Feature-based 3D pharmacophore alignments of COX-2 inhibitors were performed using the Catalyst/HipHop program [33, 34]. This was carried out in a three-step procedure: [35] (a) a conformational model for each molecule in the training set of 15 selective COX-2 inhibitors was generated; (b) each conformer was examined for the presence of chemical features; (c) a three-dimensional configuration of chemical features common to the input molecules was determined. Catalyst provides a dictionary of chemical features found to be important in drug-enzyme/receptor interactions. These are hydrogen bond donors, hydrogen bond acceptors, hydrophobic groups, and positive and negative ionizable groups. For the pharmacophore modeling, common features selected for the run were aromatic ring (R) and hydrogen bond acceptor (HBA) functions.

In silico prediction of COX-2 inhibiting activity and qualitative 3D-SSR analysis

A set of 5-phenyl-1-(3-pyridyl)-1H-1,2,4-triazole-3-carboxylic acid derivatives (16–32) that have been reported as anti-inflammatory agents, were allowed to fit to the generated hypothetical model of selective COX-2 inhibitors. The crystallographic information was used to position an excluded volume in the pharmacophore accounting for the space limits imposed by this excluded volume [15]. Best conformational analysis was performed for each compound using a threshold of 250 conformers per molecule and a maximum value of 20 kcal/mol for conformer energy. Subsequently, the conformers of each synthesized compound were allowed to fit to the generated hypothetical model utilizing the best fit method. The obtained fit value for each molecule is a measure of how many and how well its functional features fit to the features of the pharmacophore.

Docking study

All calculations were performed on a Pentium IV 1.8 GHz based Linux cluster. The molecular structures of the ligands were generated using Sybyl 7.1 [36]. The ligand structures were energy minimized using the MMFF94s force field and the conjugate gradient method, until the default derivative convergence criterion of 0.05 kcal/(mol Å) was reached. All compounds were generated in the protonation state assuming physiological conditions.

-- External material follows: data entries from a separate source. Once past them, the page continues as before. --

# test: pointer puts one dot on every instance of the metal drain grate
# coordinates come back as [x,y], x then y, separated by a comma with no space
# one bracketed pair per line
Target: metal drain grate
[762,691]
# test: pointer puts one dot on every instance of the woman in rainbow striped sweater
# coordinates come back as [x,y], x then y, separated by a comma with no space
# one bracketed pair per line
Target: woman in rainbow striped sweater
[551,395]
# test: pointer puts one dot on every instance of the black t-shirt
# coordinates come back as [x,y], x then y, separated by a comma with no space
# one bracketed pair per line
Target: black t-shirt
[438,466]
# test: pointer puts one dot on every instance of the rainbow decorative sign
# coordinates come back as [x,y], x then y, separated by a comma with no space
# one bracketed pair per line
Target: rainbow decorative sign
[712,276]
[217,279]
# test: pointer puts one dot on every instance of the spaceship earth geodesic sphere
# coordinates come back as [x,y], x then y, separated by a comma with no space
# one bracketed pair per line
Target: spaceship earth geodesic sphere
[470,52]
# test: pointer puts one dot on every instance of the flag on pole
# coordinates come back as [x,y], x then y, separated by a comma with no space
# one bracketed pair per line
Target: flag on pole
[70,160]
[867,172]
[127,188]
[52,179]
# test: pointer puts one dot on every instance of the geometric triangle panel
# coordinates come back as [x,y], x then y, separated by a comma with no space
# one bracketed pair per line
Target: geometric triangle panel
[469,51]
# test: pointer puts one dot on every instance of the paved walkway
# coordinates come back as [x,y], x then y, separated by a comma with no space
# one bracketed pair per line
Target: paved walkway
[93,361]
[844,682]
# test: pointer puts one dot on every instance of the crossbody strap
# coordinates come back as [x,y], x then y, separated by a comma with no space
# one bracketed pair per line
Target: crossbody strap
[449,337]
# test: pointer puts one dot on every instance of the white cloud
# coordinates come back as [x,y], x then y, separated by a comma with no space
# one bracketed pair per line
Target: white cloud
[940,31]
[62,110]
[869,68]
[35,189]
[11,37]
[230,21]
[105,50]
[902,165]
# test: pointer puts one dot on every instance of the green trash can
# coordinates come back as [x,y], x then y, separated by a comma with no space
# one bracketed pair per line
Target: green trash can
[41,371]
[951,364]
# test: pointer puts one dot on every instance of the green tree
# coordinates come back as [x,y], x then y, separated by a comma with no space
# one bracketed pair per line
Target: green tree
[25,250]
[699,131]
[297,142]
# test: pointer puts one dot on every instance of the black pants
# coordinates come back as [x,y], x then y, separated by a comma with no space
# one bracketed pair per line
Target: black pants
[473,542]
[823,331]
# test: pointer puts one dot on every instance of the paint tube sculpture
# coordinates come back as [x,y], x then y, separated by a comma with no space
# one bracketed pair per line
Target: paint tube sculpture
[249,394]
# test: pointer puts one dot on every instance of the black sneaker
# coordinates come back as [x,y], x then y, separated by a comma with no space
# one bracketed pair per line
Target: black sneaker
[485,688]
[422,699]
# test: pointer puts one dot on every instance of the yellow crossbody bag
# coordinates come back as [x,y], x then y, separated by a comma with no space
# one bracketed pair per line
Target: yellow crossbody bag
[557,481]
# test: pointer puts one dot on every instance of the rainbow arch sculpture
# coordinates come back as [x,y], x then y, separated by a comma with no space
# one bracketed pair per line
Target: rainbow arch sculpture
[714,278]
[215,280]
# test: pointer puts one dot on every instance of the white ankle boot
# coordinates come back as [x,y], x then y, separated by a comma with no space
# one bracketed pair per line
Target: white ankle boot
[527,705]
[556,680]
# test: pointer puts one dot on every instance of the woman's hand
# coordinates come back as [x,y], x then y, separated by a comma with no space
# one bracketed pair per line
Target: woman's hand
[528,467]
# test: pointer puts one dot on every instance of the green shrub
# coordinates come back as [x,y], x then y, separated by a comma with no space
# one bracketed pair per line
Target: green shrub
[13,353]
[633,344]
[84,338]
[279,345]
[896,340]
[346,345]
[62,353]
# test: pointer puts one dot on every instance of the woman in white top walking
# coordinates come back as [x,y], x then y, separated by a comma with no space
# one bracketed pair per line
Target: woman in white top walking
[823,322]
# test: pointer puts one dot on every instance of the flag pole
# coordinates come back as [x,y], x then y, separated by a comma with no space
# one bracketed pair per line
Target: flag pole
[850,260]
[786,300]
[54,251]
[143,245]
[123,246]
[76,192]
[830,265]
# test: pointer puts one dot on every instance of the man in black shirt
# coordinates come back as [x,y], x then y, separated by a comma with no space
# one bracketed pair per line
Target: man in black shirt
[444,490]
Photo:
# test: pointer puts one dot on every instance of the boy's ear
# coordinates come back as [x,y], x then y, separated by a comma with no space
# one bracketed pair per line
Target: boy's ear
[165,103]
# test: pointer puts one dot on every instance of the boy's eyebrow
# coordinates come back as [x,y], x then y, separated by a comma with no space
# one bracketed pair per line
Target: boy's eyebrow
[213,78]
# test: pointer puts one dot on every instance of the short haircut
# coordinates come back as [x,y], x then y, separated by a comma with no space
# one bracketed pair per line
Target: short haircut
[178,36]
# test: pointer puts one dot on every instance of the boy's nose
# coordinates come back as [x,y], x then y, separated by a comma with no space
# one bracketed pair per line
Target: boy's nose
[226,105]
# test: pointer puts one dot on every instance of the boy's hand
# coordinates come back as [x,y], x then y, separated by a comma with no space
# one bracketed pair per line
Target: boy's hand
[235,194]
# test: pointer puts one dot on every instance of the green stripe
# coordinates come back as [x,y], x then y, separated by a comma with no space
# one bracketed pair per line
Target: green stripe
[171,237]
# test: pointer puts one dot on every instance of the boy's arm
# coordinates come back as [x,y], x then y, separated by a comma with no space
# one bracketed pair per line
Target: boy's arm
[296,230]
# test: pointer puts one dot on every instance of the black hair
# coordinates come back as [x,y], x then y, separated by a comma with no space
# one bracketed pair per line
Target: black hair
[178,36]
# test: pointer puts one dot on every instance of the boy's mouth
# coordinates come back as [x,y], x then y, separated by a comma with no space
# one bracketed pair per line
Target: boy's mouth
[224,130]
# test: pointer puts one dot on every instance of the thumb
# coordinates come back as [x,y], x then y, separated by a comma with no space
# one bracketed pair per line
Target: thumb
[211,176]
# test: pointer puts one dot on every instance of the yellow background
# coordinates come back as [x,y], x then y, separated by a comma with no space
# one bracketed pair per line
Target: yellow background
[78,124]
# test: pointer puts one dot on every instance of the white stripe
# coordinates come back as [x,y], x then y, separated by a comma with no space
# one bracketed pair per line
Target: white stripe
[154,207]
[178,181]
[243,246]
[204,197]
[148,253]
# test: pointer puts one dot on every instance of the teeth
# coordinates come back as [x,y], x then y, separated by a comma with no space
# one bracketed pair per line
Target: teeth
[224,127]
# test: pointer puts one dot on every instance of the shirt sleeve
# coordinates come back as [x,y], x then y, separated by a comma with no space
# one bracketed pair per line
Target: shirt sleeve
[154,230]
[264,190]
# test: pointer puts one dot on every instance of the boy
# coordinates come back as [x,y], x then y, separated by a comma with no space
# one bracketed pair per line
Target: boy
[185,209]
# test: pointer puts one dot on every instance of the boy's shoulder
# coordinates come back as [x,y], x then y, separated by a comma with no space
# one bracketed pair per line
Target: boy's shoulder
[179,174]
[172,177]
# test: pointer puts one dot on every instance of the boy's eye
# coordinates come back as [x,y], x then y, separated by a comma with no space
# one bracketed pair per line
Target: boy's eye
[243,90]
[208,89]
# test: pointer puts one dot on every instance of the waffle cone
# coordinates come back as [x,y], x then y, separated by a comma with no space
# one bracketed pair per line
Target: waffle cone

The coordinates of 13 Cyclooxygenase-1 (COX-1) and 7 Cyclooxygenase-2 (COX-2) X-ray structures were taken from the Protein Data Bank [37]. COX-1 and COX-2 are monomers in solution, and therefore only one chain from the available X-ray structures was considered for docking. To validate the GOLD docking we used the 20 X-ray structures as validation set (Table 1). The 20 co-crystallized ligands were docked into their original protein structures after removing all co-crystallized ligands and solvent molecules. For the docking of the developed inhibitors we selected the X-ray structures of 1EQH and 1CX2 as representatives for COX-1 and COX-2, respectively.

Docking of all ligands was carried out using the program GOLD 3.0 [38] (Cambridge Crystallographic Data Centre, CCDC). Docking was performed with default settings to obtain a population of possible conformations and orientations for the inhibitors at the binding site. A 10 Å sphere around the centre of the binding pocket was defined as binding pocket for the docking. All torsion angles in each compound were allowed to rotate freely. Goldscore, Chemscore and, Xscore [31] were tested as fitness functions. The resulting solutions were clustered on the basis of the heavy atom rmsd values (1 Å). For each molecule, 10 individual docking runs were performed. The docking poses for each ligand were stored in a MOE database and further processed using in-house MOE-SVL-scripts (Chemical Computing Group, CCG) [39].


In this work we have developed a pharmacophore hypothesis and carried out docking studies on 5-phenyl-1-(3-pyridyl)-1H-1,2,4-triazole-3-carboxylic acid derivatives as COX-2 inhibitors. These studies resulted in a reliable COX-2 pharmacophore model and allowed us to shed light on the binding features of these derivatives to COX-1 and COX-2 which showed a clear preference for COX-2. The derived pharmacophore model were found to be in agreement with the structural features at the COX-2 binding site. These findings could be exploited for future ligand design in order to obtain novel triazole derivatives as selective COX-2 inhibitor.

Authors’ Statements

Competing Interests

The authors declare no conflict of interest.